Weather can be clear, sunny and cold, or warmer and wet. "Wet" can be blizzards anywhere along your route, but from St Louis to the west and south freezing rain (ice storms) is more common.
Frequency of winter storms across the plains, where Gulf air has to push into Continental Arctic air masses might be once per 6-8 weeks in the north, to once a week in the south, closer to the Gulf. Duration is a day or two.
Eastern part of your trip is a different problem. You get lake effect snows until the lakes freeze over, some years that's never, and seldom earlier than than January. Problem areas are west of Lake Michigan (SW Michigan, northern Indiana, NE Illinois, a problem if you are going to Chicago before heading south), and from Toledo on east (Ohio, Pennsylvania, New York) for snows off Lake Erie and Lake Ontario. You might see small lake effect snows almost daily as air masses move west to east, picking up heat and moisture over the water. You'll get big lake effect snows as major frontal systems come across, 2-3 week intervals, when heat from the lakes reinforces that from Gulf air masses.
Travel options include going all the way west on I-90 and I-80 to I-35; taking 8-90 to I-55 out of Chicago to St Louis, then crossing on I-70 to I-35, or taking I-44 all the way to OKC; dropping down to I-40 on I-57 from Chicago, then I-40 to OKC; dropping down to I-40 early using I-71 out to Cleveland to Louisville, then I-65 to Nashville.
I mention all these routes, no more than one day's difference in travel time among them, because that flexibility is the reason I'm batting 90% on avoiding bad weather across that part of the country.

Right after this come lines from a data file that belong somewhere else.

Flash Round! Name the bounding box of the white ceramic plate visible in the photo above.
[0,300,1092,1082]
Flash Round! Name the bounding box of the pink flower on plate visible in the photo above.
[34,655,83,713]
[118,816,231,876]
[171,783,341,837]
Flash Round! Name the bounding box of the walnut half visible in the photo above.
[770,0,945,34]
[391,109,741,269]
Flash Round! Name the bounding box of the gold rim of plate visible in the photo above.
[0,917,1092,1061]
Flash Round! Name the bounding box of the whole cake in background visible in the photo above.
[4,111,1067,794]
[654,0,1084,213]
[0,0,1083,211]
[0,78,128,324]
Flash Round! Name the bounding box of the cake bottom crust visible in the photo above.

I check the forecast for the next few days, and choose the route that avoids the problem areas. I've a handful of additional routes using the US Highways and state highways in Kansas, Missouri, Illinois and Indiana, but in winter, with a RV, you are better staying on the Interstates, they get cleared sooner and more often and you'll find services open.

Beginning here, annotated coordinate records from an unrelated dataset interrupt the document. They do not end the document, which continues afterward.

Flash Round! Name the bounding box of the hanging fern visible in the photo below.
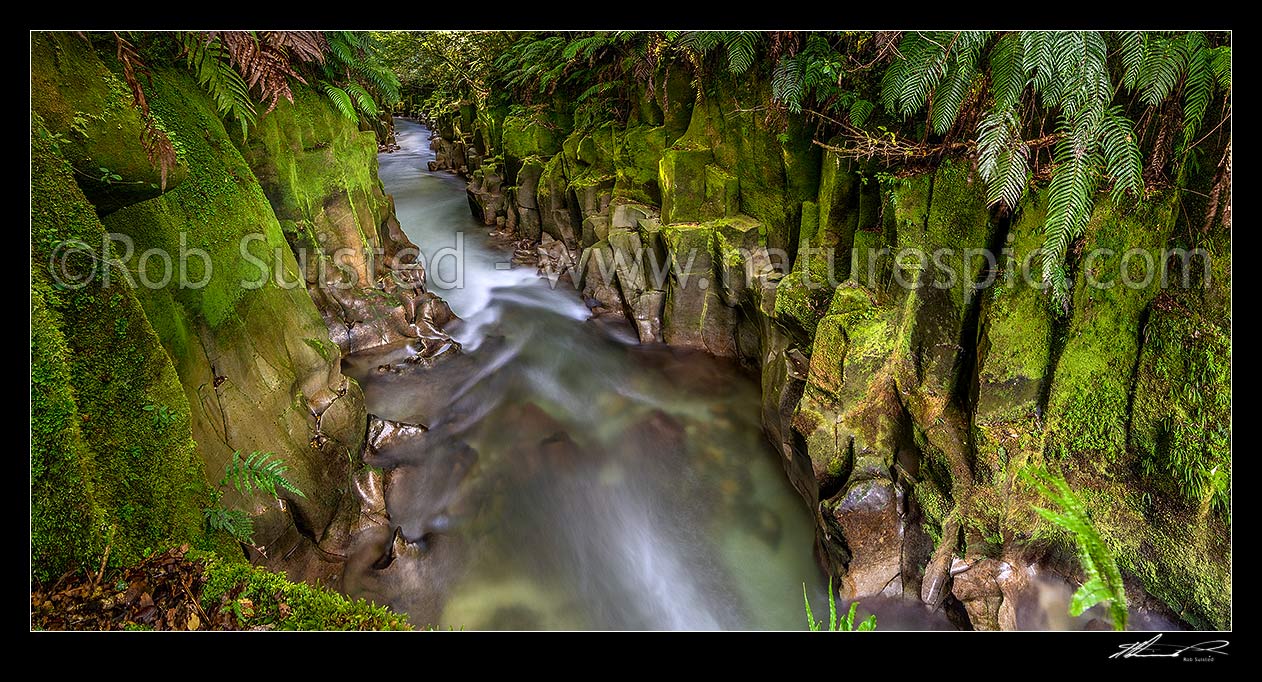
[1023,469,1127,630]
[177,33,257,138]
[723,30,758,76]
[202,505,254,544]
[321,82,360,121]
[220,451,307,498]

I do not often go the "get south quickly" because the I-40 corridor gets bad winter weather more often than the northern routes. The heat and moisture for the winter storms comes from the Gulf of Mexico, and it reaches Tennessee and Arkansas more often than it reaches Illinois, Iowa and Kansas. The northern routes are more often clear and dry, but also can be bitterly cold when the weather is clear.
There are no "sudden" winter storms across plains and corn belt routes, in the sense of coming up unpredicted. Major air mass movements are needed to produce the storms, predictability is 3-4 days, but timing is not precise, can be 6-12 hours off anywhere along the path. Much like predicting hurricanes.
"Sudden" storms, i.e. for which you have no long term predictions, are more common along the southern corridors: I-40, I-30, I-20. Forecasts are still at least 2-3 days, but a system can fail to push as far north as expected, and bad weather doesn't show up, or it comes further than forecast and a place that was supposed to be clear gets rain, freezing rain, or snow. Also, it is hard to predict form of precipitation in these air mixes, a warm front supposed to produce drizzle can get cold air under it and produce unexpected sleet.
East of Toledo, I can't help you with alternate routes, I don't have the travel experience there. I don't even pay much attention to the weather forecasts, since I don't have anybody living there.